Setelah itu semua berjalan sesuai rencana. Dua jam kemudian rombongan sampai di Rengasdengklok. Pemuda Soetjipto langsung mengembalikan mobil panser terbuka ke Jakarta sembari memberitahu jaringan Jakarta, bahwa rombongan sudah tiba di Rengasdengklok dengan selamat. Sementara, oleh para pemuda Bung Karno dan Bung Hatta ditempatkan di ruang tunggu.
Di ruang tunggu itu, pemuda Singgih bertanya kepada Bung Karno, apakah bersedia mengumumkan kemerdekaan tanpa melibatkan Jepang?. Saat bertanya, Singgih sengaja membarengi dengan meletakkan senapannya di atas meja.
Singgih merupakan putra Panji Singgih, teman Soekarno dalam pergerakan nasional. Sementara Sukarni berasal dari Blitar, orang tuanya dimungkinkan kenalan orang tua Soekarno.
Karenanya, saat rapat di kafe Hawaii di Cikini pada 15 Agustus 1945, sekolompok pemuda radikal pimpinan Chaerul Saleh, yakni Sukarni, Wikana, Adam Malik Joesoef Kunto, Singgih dan dr Moewardi, pemimpin Barisan Pelopor, menugaskan Sukarni sebagai pemimpin penculikan.
Bung Karno sebenarnya jengkel dengan sikap para pemuda, namun tidak diungkapkannya. Di kemudian hari, kepada Ktut Tantri, Bung Karno menceritakan kejengkelannya tersebut: Pemuda itu bisa saya tampar, kalau saya mau. Mereka itu anak-anak teman saya, dan saya sudah kenal mereka sejak kecil.

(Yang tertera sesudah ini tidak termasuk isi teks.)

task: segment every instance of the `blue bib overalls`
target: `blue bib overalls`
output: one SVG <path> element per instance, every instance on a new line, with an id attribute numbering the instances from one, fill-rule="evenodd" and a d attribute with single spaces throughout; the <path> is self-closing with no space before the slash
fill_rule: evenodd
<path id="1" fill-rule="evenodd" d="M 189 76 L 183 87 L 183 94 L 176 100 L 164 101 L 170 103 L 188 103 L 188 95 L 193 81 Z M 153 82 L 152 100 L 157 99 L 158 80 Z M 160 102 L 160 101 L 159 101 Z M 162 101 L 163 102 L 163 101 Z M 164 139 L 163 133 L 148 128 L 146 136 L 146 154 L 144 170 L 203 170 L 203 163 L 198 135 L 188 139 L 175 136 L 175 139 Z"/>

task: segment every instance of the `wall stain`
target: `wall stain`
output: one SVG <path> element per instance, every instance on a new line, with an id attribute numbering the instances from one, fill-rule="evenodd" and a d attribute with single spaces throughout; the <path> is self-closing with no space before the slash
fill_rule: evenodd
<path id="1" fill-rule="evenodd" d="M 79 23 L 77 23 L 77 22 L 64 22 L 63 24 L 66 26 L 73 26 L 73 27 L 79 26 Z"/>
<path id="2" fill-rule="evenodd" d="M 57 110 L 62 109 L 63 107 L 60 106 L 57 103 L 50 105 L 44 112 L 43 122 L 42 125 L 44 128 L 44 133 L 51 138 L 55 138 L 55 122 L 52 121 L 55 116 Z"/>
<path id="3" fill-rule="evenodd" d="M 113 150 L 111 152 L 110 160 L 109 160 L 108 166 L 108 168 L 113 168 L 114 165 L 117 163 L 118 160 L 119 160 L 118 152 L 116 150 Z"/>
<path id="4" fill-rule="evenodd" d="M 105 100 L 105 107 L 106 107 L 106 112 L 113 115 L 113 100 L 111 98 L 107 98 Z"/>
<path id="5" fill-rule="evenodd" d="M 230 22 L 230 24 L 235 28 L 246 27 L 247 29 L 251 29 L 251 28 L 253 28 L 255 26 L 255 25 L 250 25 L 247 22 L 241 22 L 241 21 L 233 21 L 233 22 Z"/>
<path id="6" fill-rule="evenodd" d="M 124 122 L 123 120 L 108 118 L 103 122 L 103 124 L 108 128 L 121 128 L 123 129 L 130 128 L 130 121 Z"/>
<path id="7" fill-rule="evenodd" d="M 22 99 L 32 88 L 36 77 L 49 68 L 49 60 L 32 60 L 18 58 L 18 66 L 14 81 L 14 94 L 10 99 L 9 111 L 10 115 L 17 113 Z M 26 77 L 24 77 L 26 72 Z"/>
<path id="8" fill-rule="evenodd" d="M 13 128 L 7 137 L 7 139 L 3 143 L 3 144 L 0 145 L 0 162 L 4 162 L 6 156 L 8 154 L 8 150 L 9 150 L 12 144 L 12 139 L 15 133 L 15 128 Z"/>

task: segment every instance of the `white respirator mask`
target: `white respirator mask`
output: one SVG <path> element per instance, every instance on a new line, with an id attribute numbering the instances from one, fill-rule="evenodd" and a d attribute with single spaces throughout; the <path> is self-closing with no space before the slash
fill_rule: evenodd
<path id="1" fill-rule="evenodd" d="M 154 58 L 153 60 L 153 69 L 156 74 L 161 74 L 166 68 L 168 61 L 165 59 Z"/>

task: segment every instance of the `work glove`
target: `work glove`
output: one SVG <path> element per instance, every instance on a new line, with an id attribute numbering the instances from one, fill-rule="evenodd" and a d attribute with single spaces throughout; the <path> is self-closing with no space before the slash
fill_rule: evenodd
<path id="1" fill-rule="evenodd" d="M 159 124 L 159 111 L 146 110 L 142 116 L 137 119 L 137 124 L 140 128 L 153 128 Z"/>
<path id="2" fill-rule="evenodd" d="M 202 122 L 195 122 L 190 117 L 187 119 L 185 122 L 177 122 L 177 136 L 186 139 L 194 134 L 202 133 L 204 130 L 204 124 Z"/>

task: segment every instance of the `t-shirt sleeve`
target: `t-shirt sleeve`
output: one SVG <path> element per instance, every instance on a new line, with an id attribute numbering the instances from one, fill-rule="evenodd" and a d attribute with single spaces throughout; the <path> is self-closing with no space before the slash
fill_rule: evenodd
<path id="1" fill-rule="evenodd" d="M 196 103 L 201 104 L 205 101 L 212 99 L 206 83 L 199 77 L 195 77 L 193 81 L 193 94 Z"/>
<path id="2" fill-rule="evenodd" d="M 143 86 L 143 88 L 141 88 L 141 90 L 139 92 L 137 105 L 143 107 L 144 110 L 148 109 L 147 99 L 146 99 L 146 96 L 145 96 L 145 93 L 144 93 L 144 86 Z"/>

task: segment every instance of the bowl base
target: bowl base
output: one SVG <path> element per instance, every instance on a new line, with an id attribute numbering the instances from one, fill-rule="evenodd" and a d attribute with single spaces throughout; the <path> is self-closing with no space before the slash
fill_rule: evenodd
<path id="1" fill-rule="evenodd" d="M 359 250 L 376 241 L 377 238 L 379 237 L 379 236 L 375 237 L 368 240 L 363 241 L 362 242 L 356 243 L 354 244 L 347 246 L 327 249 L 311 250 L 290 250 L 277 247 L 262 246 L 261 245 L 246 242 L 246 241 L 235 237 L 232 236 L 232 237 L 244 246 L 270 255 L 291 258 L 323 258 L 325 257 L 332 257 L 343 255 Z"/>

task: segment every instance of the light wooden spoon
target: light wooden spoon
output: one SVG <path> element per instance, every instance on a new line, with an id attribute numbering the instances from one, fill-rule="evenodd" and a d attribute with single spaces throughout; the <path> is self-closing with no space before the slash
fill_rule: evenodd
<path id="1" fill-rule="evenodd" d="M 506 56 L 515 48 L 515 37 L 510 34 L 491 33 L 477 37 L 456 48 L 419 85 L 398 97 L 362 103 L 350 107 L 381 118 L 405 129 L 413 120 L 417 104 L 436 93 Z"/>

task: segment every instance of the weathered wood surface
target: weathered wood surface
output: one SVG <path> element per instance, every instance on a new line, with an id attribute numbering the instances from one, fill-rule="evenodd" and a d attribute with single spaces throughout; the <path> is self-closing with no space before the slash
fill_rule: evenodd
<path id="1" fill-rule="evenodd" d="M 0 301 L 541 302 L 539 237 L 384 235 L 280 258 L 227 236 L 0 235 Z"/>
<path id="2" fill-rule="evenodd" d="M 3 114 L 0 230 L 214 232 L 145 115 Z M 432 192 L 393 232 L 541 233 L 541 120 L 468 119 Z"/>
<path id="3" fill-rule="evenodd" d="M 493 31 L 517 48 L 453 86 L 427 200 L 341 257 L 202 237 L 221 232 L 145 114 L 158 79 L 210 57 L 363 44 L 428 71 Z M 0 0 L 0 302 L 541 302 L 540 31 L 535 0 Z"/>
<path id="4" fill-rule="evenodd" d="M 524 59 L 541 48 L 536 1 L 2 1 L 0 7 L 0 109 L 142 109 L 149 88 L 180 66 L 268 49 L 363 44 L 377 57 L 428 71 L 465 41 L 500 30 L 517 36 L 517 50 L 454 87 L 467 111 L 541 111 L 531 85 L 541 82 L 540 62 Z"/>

Saat Singgih dan Bung Karno sedang berunding, Guntur Soekarnoputra tiba-tiba menangis. Fatmawati ingin menyusui bayinya, namun botol susu tertinggal di mobil sedan saat pindah ke panser. Fatmawati meminta beberapa prajurit Peta untuk mencarikan botol susu.
Hatta yang tidak tahan mendengar tangisan bayi, lantas menggendong Guntur keluar dan memangkunya. Saat itu Guntur mengompoli Bung Hatta. Bung Karno, Bung Hatta, Fatmawati dan Guntur Soekarnoputra kemudian ditempatkan di sebuah rumah milik orang Tionghoa. Oleh para pemuda, rumah tersebut telah dikosongkan.